Who is Mitchell Schorr?

 

Mitchell Schorr, perhaps the best known urban mural painter in the world, has recently had art on display at the Metropolitan Museum of Art’s Mezzanine Gallery (part of the 2019 Play it Loud exhibition), in addition to the renowned Galerie Mourlot in New York These exhibitions follow recent exhibits in Hong Kong, Paris, Rome, London and Art Basel in Miami. New York foodies can also view Schorr’s art on the walls of David Burke’s restaurants.

Schorr’s Da Race mural series has been displayed at more than 100 locations worldwide -- and throughout NYC and Detroit -- inspiring the painting, Ice Cream Truck, currently on view and part of the permanent collection at the Detroit Institute of Arts. In 2017, Schorr painted Da Race to NYC live at Rockefeller Center for Ferrari's 70th anniversary after creating the Da Race to the East live in Hong Kong’s Lan Kwai Fong in 2015. Schorr has also muraled Da Race in Grand Rapids and Vermont after commissions by GM and the Detroit Riverfront Conservancy to paint Da Race on the Riverfront and GM's Headquarters at the Renaissance Center.

Schorr has painted 3-D murals in and around many of New York's parks for more than two decades.
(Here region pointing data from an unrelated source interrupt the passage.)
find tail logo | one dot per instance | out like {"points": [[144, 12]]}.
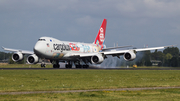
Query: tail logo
{"points": [[101, 35]]}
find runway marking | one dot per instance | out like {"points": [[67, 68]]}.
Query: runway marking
{"points": [[93, 90]]}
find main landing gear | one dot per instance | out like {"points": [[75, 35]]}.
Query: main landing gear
{"points": [[55, 64], [68, 65]]}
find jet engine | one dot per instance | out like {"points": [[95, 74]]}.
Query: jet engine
{"points": [[33, 59], [17, 56], [129, 56], [97, 59]]}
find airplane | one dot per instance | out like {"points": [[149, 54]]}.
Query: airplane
{"points": [[81, 54]]}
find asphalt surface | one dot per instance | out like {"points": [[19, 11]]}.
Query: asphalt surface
{"points": [[95, 68], [93, 90]]}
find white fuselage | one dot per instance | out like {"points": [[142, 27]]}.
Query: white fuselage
{"points": [[51, 48]]}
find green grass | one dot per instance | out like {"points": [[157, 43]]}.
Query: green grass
{"points": [[144, 95], [47, 80], [37, 80]]}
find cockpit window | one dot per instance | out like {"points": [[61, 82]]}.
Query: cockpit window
{"points": [[41, 40]]}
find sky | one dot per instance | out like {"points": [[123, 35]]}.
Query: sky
{"points": [[129, 22]]}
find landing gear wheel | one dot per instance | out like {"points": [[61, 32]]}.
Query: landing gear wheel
{"points": [[43, 65], [78, 66], [56, 66], [85, 66], [68, 66]]}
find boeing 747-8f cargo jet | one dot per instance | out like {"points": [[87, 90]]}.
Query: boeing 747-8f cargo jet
{"points": [[81, 54]]}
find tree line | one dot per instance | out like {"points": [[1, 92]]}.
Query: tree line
{"points": [[169, 57]]}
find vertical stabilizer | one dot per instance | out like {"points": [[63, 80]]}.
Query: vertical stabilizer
{"points": [[100, 38]]}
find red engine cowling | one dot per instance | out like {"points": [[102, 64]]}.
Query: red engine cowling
{"points": [[97, 59], [33, 59], [17, 56], [129, 56]]}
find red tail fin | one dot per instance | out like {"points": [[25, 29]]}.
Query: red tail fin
{"points": [[101, 34]]}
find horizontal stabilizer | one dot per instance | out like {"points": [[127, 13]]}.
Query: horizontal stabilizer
{"points": [[115, 47]]}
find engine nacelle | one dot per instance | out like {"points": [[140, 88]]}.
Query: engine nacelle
{"points": [[129, 56], [33, 59], [97, 59], [17, 56]]}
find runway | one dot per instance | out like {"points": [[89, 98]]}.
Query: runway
{"points": [[93, 68], [93, 90]]}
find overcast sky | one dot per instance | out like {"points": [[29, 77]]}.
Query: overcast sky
{"points": [[129, 22]]}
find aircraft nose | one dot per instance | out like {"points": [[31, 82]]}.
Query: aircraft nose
{"points": [[39, 49]]}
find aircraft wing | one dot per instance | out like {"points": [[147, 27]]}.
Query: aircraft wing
{"points": [[121, 52], [112, 52], [18, 50]]}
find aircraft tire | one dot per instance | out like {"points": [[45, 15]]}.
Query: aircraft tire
{"points": [[78, 66], [56, 66], [68, 66], [85, 66]]}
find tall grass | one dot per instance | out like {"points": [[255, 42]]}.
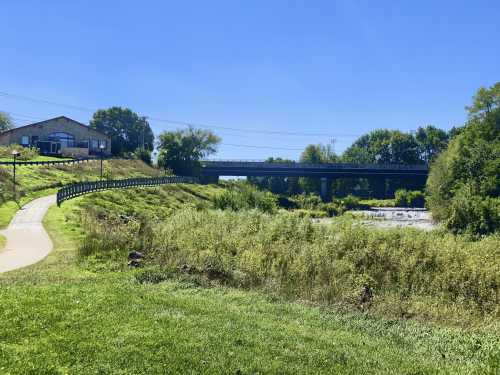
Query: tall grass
{"points": [[411, 272]]}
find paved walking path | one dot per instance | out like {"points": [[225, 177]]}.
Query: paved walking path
{"points": [[27, 240]]}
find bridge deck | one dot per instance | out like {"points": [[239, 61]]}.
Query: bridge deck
{"points": [[237, 168]]}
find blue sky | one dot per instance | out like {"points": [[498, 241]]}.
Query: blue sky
{"points": [[339, 68]]}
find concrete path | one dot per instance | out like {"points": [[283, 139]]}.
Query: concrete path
{"points": [[27, 240]]}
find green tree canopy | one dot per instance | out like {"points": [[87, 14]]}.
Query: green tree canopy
{"points": [[276, 184], [485, 101], [181, 150], [128, 131], [464, 181], [5, 122], [384, 146], [431, 142], [315, 154]]}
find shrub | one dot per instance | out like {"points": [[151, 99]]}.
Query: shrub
{"points": [[290, 255], [245, 197], [472, 213], [464, 183], [144, 155]]}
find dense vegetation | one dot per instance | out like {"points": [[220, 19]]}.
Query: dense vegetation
{"points": [[35, 181], [62, 316], [181, 150], [381, 146], [414, 274], [221, 237], [464, 183]]}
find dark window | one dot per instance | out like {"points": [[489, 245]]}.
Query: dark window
{"points": [[65, 139]]}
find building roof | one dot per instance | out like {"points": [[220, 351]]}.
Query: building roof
{"points": [[52, 119]]}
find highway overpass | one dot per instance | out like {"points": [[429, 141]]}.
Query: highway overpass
{"points": [[211, 170]]}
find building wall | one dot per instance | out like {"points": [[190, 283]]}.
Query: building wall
{"points": [[60, 124]]}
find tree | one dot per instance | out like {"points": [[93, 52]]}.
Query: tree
{"points": [[485, 101], [182, 150], [464, 182], [128, 131], [5, 122], [383, 146], [431, 141], [315, 154], [276, 184]]}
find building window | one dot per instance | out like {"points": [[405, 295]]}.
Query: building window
{"points": [[66, 139]]}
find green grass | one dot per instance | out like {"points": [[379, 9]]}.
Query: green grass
{"points": [[38, 158], [36, 181], [65, 315]]}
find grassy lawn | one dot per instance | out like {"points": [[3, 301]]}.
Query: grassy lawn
{"points": [[37, 158], [35, 181], [64, 315]]}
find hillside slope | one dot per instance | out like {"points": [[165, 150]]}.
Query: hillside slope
{"points": [[36, 181]]}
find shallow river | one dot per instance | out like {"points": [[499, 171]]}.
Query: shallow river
{"points": [[395, 217]]}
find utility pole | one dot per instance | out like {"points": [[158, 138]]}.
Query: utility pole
{"points": [[101, 147], [15, 154]]}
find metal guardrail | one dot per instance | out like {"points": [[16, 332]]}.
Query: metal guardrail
{"points": [[49, 162], [81, 188], [256, 164]]}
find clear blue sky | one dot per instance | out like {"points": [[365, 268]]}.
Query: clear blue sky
{"points": [[335, 67]]}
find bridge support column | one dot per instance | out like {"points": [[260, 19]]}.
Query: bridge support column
{"points": [[326, 189], [205, 180]]}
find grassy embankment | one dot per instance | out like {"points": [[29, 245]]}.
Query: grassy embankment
{"points": [[36, 181], [36, 158], [74, 314]]}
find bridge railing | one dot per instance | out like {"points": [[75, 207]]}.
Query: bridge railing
{"points": [[255, 164], [81, 188]]}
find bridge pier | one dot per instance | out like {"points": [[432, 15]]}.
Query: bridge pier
{"points": [[326, 189], [205, 180]]}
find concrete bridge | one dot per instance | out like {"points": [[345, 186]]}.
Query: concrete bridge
{"points": [[212, 170]]}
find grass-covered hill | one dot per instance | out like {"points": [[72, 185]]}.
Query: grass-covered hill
{"points": [[241, 290], [82, 310], [35, 181]]}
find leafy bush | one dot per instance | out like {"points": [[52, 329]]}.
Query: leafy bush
{"points": [[473, 214], [245, 197], [404, 198], [464, 183], [144, 155]]}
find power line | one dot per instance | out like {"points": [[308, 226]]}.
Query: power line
{"points": [[22, 117], [177, 122], [264, 147]]}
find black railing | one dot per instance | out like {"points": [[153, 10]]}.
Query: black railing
{"points": [[49, 162], [81, 188]]}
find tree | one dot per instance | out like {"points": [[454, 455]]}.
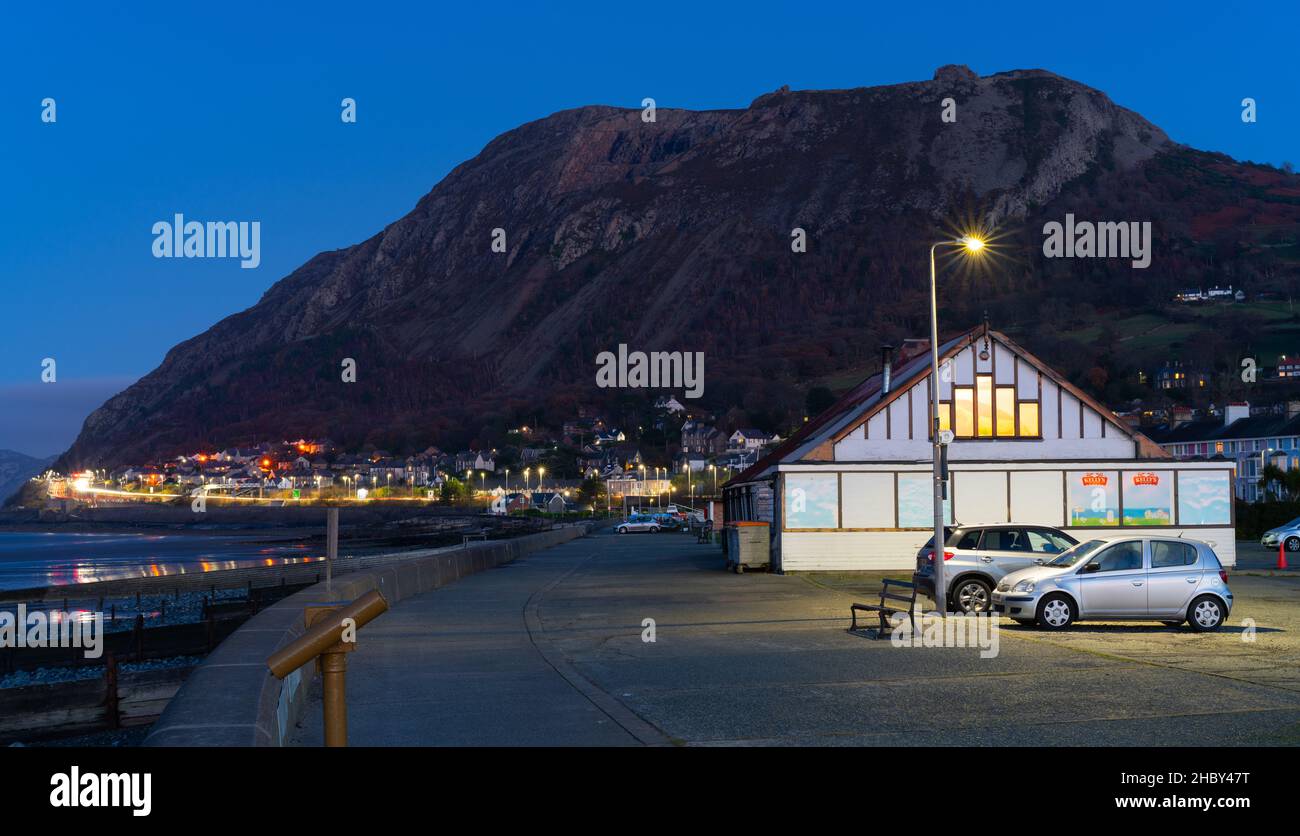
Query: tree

His murals have been featured in The New York Times,The Washington Post, Huffington Post, The Miami Herald, ArtNews, Details, MSNBC, WCBS, UPN 9, MSG Network on NY1’s New Yorker of the Week, Fox 5’s Good Day New York and in the movie New York, I Love You, starring Ethan Hawke and Julie Christie.

Academics have also taken note of Schorr's New York murals. In "On the Wall: Four Decades of Community Murals in New York City" (University Press of Mississippi, 2009), authors Janet Braun-Reinitz, Amy Goodman, Jane Weissman write:

People enter, rather than view, Schorr's faraway landscapes, which literally envelop New York's distinctly urban parks (p. 163). Schorr, not content with one wall, looks at the total site. Every surface, fence, and pavement are potential components in his grand environmental schemes (p. 164). If not community murals in the strictest sense, Schorr's projects, characterized by loose brushwork and high color, invite thousands of New Yorkers into exotic, distant landscapes, far from their everyday concrete reality (p. 164).